Palm Oil Advances to 14-Month High as Reserves Seen Declining
Palm oil rallied to the highest level in 14 months on expectations that increasing biodiesel usage in Indonesia may trim stockpiles in the world’s largest producer amid a fall in output.
The contract for delivery in February advanced 0.6 percent to 2,656 ringgit ($822) a metric ton on the Bursa Malaysia Derivatives, the highest price at close since September 2012. Futures have climbed 8.9 percent this year, set for the first annual increase in three years.
Palm inventories in Indonesia, the biggest supplier, probably stood at 2.04 million tons in October compared with 2.6 million tons a year earlier, according to the median of estimates from five plantation executives, traders and refiners compiled by Bloomberg. Indonesia must increase biodiesel demand to boost use of palm oil and relevant ministries should discuss the formulation of policy to this effort, Indonesian President Susilo Bambang Yudhoyono said today.
“Indonesian stockpiles are likely to be lower than last year because of the weaker production and the stronger demand both internally and externally,” said Tan Chee Tat, an analyst at Phillip Futures Pte in Singapore. “Internally, it would be from the domestic biodiesel program and externally, it would be stronger demand from China.”
Palm output in Indonesia will drop 1.9 percent to 26.5 million tons this year, according to the median of five grower estimates compiled by Bloomberg, after rains and drought.
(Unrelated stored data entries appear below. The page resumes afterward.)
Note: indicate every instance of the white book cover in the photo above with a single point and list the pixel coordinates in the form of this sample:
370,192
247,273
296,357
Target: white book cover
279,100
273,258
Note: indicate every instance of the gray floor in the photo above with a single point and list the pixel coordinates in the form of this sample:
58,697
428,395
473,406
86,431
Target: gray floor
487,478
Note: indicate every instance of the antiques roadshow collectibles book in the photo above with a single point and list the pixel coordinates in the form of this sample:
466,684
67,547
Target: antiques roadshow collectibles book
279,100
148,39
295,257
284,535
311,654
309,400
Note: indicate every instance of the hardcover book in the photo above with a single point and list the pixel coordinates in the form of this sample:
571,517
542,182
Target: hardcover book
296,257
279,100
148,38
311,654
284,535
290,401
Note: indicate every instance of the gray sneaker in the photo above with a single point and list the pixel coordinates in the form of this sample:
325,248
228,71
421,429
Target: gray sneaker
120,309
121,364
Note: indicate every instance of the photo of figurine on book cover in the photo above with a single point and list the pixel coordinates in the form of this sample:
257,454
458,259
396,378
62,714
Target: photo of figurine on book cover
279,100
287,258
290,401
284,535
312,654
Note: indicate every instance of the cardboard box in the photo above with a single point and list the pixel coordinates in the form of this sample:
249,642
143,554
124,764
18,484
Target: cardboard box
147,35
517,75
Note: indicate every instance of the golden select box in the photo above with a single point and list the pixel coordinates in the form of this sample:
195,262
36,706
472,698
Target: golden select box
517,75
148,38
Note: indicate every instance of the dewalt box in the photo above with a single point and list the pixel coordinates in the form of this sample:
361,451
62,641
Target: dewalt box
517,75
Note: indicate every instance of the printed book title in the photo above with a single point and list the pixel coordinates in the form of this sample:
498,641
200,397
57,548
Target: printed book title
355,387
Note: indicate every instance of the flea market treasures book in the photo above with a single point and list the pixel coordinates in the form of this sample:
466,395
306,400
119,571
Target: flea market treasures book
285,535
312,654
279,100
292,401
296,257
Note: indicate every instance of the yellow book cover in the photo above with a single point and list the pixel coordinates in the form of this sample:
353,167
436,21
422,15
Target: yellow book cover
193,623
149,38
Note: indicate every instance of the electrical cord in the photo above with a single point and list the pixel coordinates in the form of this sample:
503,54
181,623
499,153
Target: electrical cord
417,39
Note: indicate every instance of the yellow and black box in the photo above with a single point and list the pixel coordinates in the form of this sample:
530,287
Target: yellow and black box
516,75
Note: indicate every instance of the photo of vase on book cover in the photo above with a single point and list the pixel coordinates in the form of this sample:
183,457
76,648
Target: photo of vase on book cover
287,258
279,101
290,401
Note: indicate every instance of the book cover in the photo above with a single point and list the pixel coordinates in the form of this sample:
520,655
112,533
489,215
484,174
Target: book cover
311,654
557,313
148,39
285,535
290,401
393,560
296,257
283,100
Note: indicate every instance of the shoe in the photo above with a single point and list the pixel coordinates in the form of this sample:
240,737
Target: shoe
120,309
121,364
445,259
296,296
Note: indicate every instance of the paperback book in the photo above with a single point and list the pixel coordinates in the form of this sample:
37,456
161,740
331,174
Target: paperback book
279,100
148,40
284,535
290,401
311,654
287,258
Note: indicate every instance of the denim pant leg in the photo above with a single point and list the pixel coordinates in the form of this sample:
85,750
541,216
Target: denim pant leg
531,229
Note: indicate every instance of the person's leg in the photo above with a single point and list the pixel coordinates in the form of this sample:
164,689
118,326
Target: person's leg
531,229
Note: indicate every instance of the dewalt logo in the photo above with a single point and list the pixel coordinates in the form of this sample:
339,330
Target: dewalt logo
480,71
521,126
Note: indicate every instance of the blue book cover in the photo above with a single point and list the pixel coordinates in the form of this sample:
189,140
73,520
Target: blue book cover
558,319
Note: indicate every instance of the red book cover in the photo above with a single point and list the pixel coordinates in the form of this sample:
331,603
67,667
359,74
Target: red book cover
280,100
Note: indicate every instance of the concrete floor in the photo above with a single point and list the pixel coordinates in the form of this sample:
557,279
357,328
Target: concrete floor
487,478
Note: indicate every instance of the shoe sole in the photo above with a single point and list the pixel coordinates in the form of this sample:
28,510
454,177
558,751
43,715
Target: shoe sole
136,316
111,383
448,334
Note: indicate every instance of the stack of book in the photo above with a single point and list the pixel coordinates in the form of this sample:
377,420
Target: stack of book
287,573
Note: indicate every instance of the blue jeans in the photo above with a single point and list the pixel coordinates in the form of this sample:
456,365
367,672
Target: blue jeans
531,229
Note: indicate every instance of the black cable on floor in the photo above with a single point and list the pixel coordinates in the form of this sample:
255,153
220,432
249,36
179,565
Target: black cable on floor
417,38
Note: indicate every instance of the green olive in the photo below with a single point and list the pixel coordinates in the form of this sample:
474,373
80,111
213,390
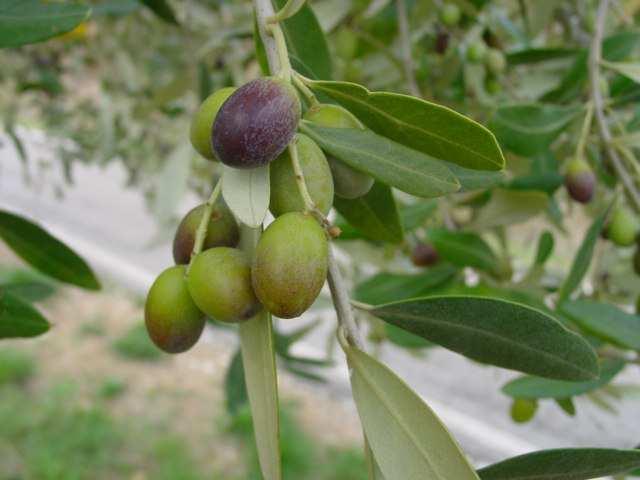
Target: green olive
285,195
348,182
290,266
173,320
220,284
222,231
202,123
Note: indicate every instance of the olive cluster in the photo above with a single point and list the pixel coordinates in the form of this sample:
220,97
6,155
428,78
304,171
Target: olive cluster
247,128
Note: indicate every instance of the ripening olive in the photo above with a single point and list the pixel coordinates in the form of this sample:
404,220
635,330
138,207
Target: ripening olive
220,284
347,182
476,52
424,255
450,14
256,123
202,123
623,227
290,266
285,196
580,181
222,231
495,61
523,410
173,320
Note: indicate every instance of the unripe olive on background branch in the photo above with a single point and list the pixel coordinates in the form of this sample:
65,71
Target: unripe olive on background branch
219,281
256,123
291,264
173,320
348,182
285,196
222,231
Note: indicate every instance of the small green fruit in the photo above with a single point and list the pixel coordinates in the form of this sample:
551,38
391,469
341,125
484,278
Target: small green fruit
523,410
256,123
623,227
450,14
220,284
285,196
495,61
202,123
580,181
348,182
476,52
290,265
222,231
173,320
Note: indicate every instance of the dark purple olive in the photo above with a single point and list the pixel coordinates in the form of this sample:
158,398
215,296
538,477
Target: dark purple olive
580,181
424,255
256,123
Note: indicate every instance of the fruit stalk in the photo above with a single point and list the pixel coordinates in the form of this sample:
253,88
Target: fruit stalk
201,233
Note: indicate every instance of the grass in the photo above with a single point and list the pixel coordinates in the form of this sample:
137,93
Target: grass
15,366
136,345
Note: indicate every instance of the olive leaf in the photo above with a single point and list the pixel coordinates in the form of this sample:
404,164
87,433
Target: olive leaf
30,21
375,214
563,464
406,437
389,162
531,387
427,127
18,318
247,193
582,260
44,252
258,359
605,321
497,332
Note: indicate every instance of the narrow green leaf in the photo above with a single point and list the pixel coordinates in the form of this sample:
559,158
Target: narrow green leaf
529,129
535,387
258,359
407,439
30,21
247,193
545,248
375,214
306,41
496,332
390,287
235,385
427,127
582,260
389,162
464,249
605,321
44,252
19,319
162,10
563,464
510,207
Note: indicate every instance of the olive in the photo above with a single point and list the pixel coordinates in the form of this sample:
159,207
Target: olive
256,123
348,182
222,231
424,255
219,281
290,266
580,181
202,123
285,196
173,320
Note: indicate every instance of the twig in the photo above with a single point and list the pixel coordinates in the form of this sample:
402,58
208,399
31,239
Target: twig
598,108
405,43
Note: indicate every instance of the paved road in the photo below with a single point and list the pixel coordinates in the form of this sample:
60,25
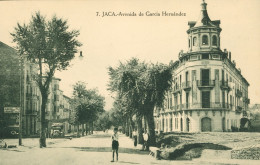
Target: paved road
88,150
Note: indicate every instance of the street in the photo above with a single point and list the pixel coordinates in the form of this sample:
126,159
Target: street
89,150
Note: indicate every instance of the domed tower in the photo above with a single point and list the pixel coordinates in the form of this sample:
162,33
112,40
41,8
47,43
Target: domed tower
204,35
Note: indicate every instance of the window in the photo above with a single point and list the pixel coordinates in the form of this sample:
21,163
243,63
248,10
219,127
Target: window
194,41
214,40
205,40
205,56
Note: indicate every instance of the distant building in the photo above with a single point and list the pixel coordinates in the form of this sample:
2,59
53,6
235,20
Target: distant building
209,93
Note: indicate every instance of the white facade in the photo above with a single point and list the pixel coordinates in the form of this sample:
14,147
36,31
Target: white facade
208,93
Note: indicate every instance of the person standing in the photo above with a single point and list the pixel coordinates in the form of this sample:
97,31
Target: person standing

That’s the first drop since 1998, according to data from the U.S. Department of Agriculture, which sees a 28.5 million ton crop. China is the world’s largest importer after India.
Soybean oil for January fell 0.9 percent to 40.25 cents a pound in Chicago yesterday, dropping for a fourth day and extending this year’s loss to 19 percent. The most-active price touched 39.2 cents on Oct. 2, the lowest since July 2010. Soybeans dropped 0.7 percent to $13.20 a bushel in Chicago yesterday. U.S. markets are closed today for a holiday.